Some of the most visionary senior executives include Tony Hsieh at Zappos, Ragy Thomas at Sprinklr, Dave Kerpen at Likeable Local, Julia Hartz and Kevin Hartz at Eventbrite, Angel Martinez at Deckers Outdoor, Mark Stanley at Sony PlayStation, Jill Puleri at IBM, and Lyndon Lea at Lion Capital. For example, when you look at Hsieh, he allows all of his employees access to the Zappos social media accounts. His thought process is this: we at Zappos trust our employees and in turn they don't belie this trust. If you look at Dave Kerpen at Likeable Local, he and his wife Carrie are already using Snapchat to recruit young talent, which is far ahead of the social technology curve for most companies.
2. How is brand advocacy different on Facebook vs. Twitter?
On Facebook, advocates can share deeper thoughts. The tool lends itself to longer posts, images and video. More than just the ability to share deeper content, Facebook also lends itself to deeper relationships, so advocates on Facebook generally have stronger relationships with friends than an advocate on Twitter has with his/her followers. Twitter is an effective broadcast platform, but doesn't have the same advocacy depth as Facebook due to the short posts and public nature of the platform/followers.
3. What brands and people would you consider yourself an advocate of?
I advocate for strong brands and people like Zappos, Likeable Media, Uber, Warby Parker, U.S. Global Entry, Michigan State University, Amazon Prime, McCombs School of Business, Gary Vaynerchuk, Guy Kawasaki, Shark Tank and Michael Parrish DuDell.
U.S. Global Entry doesn't sound sexy, but it sure as heck is sexy when it only takes me three minutes to enter the country instead of three hours. They excel at being consistent; with them, I don't have to fill out the re-entry form and the longest I've ever waited in line upon my return is five minutes. Better still is that they smile and treat me like I'm staying at the Four Seasons rather than going through the brow beating questions I used to face.
4. What do you consider the main difference between advocacy and influence?
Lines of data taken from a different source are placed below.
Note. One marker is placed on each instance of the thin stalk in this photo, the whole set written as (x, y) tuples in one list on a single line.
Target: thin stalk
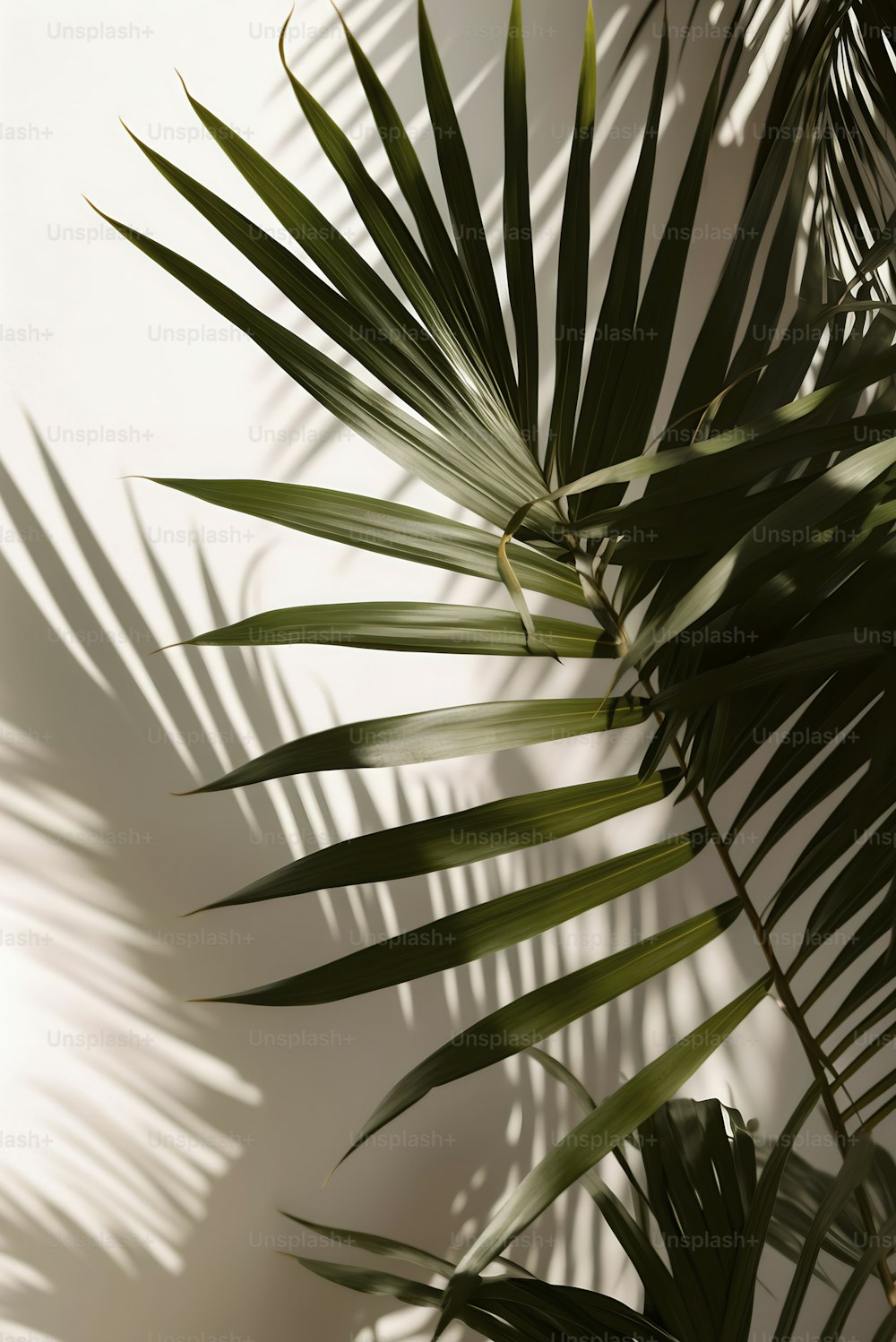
[(815, 1056)]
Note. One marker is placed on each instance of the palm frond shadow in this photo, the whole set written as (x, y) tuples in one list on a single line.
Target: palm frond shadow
[(141, 1134)]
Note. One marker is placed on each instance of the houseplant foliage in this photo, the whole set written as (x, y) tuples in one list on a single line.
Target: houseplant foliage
[(728, 549)]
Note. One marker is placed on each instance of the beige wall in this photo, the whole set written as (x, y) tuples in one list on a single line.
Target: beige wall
[(151, 1142)]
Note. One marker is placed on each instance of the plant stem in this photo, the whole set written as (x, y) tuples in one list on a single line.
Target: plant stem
[(818, 1062)]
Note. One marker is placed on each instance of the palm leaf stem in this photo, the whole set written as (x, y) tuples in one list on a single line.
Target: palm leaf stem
[(815, 1056)]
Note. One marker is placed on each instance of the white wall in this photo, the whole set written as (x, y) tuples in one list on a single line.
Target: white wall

The main difference between advocacy and influence is the share of voice each has access to. There are a limited number of influencers - these are your top thought leaders. On the other hand, there is no limit to the number of advocates a brand might have.
Advocates have influence, but not at the initial scale of an influencer/thought leader. What it comes down to is that both influencers and advocates are crucial to a successful program. If a company is able to earn accolades from a handful of influencers and hundreds of advocates, then they are positioning themselves for great success and an improved bottom line.